The second thing is the idea that a one-time $2,000 windfall actually matters much. Even if it did all go to disposable income and get spent, so what? It’s a blip. Pricing and inflation decisions are made on longer term expectations, far more than on windfalls; if prices rise, they’ll fall back immediately. It’s a yawn.
The third is the great failing of neoliberal economics: A refusal to deal with distribution. Back on December 10th, a story claimed that 11.4 US households were $70 billion dollars behind on rent, averaging $5,000 each.
A story in November had the number of people behind on rent at 40 million.

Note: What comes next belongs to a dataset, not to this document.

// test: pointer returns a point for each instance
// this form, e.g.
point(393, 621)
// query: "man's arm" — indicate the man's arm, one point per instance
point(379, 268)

The stories for people behind on mortgages and student and credit card loans are similar. More people are homeless, and so on.
Aggregate income is fine, in part because of UI extensions, but also because Covid has seen a redistribution of income and wealth from the poor and middle class to the rich.
Everyone’s not OK. Tens of millions of people are in a bad way. In California, something between 40 to 50 percent of small businesses are in danger of closing and when some of them (be optimistic, say half) do, those jobs will go away.
So, let’s go back to Summers. He sees an aggregate economic number known to be unreliable, and assumes that it is reliable in a pandemic. He assumes that people will spend all the money, thus “overheating” the economy, rather than using it to pay off debts (to people who probably are also in over their heads and thus will not be spending much) or saving it. And, he doesn’t take into account the fact that aggregate personal disposable income, even if accurate, is an aggregate figure. Or perhaps, being generous, he assumes UI and other programs catch it all (if they did, we wouldn’t have all those people near eviction or small businesses near bankruptcy).
Summers lives in an imaginary world. He lives inside models and statistics and assumes that, combined, they represent the world well. The statistics often don’t, the models are often garbage, but a man who has dedicated his life to neoliberal economics cannot, indeed must not, see that, because if he admitted it was true, his entire life would be based on a lie.
So, the numbers are fine, the models are fine, and giving people more money will overheat the economy. It must be so, or Summers is a fool who has wasted his life, however much money he may have made.
Indeed, if he were to go down that rabbit hole he might realize that he helped cause the financial crisis with securities deregulation and didn’t see the housing bubble and so on precisely because he believes nonsense models and facts. Which would mean he has done great harm, and that a reasonable person who didn’t believe a bunch of nonsense wouldn’t have done all that harm.
So, the numbers are fine, the models are fine, and people don’t need $2,000 checks.
(Aside: I am given to understand by a friend who knows Summers well, that he is in fact, in terms of raw processing power, brilliant. I note that raw processing power, as my friend Stirling Newberry once pointed out to me, just gets you to the wrong conclusion faster if you don’t have judgement.)